THREE COMMON APPROACHES TO THE EPIDEMIOLOGICAL STUDY OF FAS
Researchers used three main approaches to study the prevalence and patterns of occurrence of FAS, ARBD, and ARND: passive systems, clinic-based studies, and active case ascertainment approaches. Of these three approaches, clinic-based studies are the most common, followed by passive systems, and then active case ascertainment. Passive systems are generally the least expensive, followed by clinic-based studies; active case ascertainment studies are frequently the most costly and time intensive (Stratton et al. 1996).
Passive Surveillance Systems
Researchers using passive systems to study FAS epidemiology use existing record collections in a particular geographical catchment area (e.g., a town or state). Researchers must first establish the criteria for defining a diagnosis of FAS, ARBD, or ARND, and then a ream of reviewers looks for documented or probable cases of children born with FAS and diagnosed in a particular time period. Three types of records are generally reviewed: birth certificates, special registries for children with developmental disabilities or birth defects, and/or the medical charts of hospitals and physicians. The Centers for Disease Control and Prevention (CDC) maintains the Birth Defect Monitoring Program (BDMP) in hospitals throughout the United States, tracking most major anomalies that occur at birth, including FAS (Chavez et al. 1988). Many recent passive surveillance studies have used multiple types of records to identify as many cases of alcohol-related anomalies as possible, since a case of FAS is frequently documented in more than one place (e.g., physician records, school records, and birth certificates) over time. These multiple records approaches are referred to as capture-recapture methods (Egeland et al. 1998).

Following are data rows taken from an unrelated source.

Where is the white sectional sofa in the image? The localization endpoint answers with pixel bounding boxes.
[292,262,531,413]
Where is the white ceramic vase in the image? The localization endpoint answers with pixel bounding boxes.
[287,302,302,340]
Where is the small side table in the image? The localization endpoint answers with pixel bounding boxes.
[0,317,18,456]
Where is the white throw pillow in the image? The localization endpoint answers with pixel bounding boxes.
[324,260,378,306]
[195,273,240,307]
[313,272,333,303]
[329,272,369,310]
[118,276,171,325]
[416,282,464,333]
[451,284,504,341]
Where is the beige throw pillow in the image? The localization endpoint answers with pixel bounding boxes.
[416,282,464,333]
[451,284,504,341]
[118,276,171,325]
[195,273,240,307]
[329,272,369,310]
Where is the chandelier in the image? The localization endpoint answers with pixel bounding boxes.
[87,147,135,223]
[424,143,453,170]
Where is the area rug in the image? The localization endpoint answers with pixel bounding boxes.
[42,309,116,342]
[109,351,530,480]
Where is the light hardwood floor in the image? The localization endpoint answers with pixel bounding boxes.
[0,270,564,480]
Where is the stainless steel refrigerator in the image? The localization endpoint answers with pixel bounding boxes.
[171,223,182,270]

The major advantage of passive methods is that they efficiently utilize existing health care systems, programs, and records that are already funded by other sources. This approach is therefore relatively inexpensive and easier to undertake than some other research methods. But there are also major disadvantages. Some birth defects, such as severe spina bifida and Down's syndrome, are easy to recognize and diagnose because the anatomical or genetic markers are obvious and well known to most obstetricians and pediatricians. FAS, ARBD, and ARND, however, are complex, involving multiple indicators of physiology, development, and behavior, many of which are not obvious at all or are at least more difficult to identify at particular ages (e.g., birth) (see Little et al. 1990; Aase 1994; Clarren et al. 2001). Therefore, passive systems, which generally depend on the diagnoses of many hundreds of non-specialist physicians, educators, and other service providers (who may miss FAS symptoms because of the circumstances of examination or the age at which the child is presented), lack the rigor and consistency of diagnoses that characterize other systems. Furthermore, passive systems depend on a variety of registries for complete and consistent records and are therefore vulnerable to the many contingencies that affect the quality of data in institutions where these data are collected.